Annualized GDP growth in the quarter was 3.3 percent, boosted by surging exports and strong consumer spending, Statistics Canada said. Statscan also revised third-quarter GDP growth to 1.8 percent from 1.0 percent. Economists polled by Reuters had expected annualized growth of 3.0 percent in the fourth quarter. [ID:nSCLSDE79U]
Bank of Canada Governor Mark Carney had conceded earlier this month that the bank's January forecast of 2.3 percent growth in the fourth quarter was likely short of the mark, suggesting the export strength was a surprise.

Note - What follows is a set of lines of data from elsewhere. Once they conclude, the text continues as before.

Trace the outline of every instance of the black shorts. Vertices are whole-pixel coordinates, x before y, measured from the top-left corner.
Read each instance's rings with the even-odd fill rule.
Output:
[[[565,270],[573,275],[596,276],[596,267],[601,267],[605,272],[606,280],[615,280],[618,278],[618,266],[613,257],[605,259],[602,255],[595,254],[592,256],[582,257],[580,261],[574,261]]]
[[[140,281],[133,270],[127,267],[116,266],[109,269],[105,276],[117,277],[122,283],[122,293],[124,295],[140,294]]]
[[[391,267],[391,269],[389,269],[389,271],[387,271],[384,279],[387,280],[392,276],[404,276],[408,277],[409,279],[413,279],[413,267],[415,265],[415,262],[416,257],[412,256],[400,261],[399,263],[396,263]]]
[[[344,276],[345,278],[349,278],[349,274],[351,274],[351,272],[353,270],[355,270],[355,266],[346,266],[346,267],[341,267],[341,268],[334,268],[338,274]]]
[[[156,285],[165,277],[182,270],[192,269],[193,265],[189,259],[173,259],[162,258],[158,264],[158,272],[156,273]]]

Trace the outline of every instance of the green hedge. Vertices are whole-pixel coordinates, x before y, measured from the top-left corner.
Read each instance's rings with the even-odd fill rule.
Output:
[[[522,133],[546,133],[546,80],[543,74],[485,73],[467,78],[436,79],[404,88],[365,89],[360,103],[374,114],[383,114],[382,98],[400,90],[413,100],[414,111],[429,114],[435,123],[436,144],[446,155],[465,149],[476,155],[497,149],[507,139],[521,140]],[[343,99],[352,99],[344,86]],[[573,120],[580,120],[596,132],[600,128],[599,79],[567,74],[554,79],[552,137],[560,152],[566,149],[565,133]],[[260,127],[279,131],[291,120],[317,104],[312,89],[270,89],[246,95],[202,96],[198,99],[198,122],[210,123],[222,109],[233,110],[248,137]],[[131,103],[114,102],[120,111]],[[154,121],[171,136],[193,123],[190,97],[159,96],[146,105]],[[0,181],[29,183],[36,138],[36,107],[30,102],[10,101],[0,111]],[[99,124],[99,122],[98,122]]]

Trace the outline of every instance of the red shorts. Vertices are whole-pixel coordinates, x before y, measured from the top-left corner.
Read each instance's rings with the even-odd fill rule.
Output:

"It's certainly above market expectations, but more importantly above the BoC's expectations," said Jonathan Basile, economist at Credit Suisse in New York.
The Canadian currency CAD=D4 rose as high as C$0.9727 to the U.S. dollar, or $1.0281, up more than half a penny from its level just before the data was released, and up from Friday's North American finish of C$0.9787 to the U.S. dollar, or $1.0218.
A second economic report added support, with the export comeback also helping narrow Canada's current account deficit. [ID:nN28244157] [ID:nN28244249]
The GDP figures come one day ahead of a scheduled Bank of Canada policy announcement, but market operators see little chance of the central bank lifting interest rates.
Canadian bond prices were lower across the curve, particularly in the short-dated issues, as evidence of momentum in Canada's economic recovery increased the chances of interest rate hikes later this year.
The interest rate-sensitive two-year bond CA2YT=RR turned lower, down 9 Canadian cents to yield 1.824 percent, while the 10-year bond CA10YT=RR fell 13 Canadian cents to yield 3.308 percent.
Market watchers now expect stronger language on the economic outlook in the Bank of Canada's commentary on Tuesday's rate decision, which may lay the groundwork for an interest rate increase in either April or May.
"I think we will hear a more two-handed statement from the Bank of Canada tomorrow, which could set the stage for a rate hike in coming months," said Sal Guatieri, senior economist at BMO Capital Markets.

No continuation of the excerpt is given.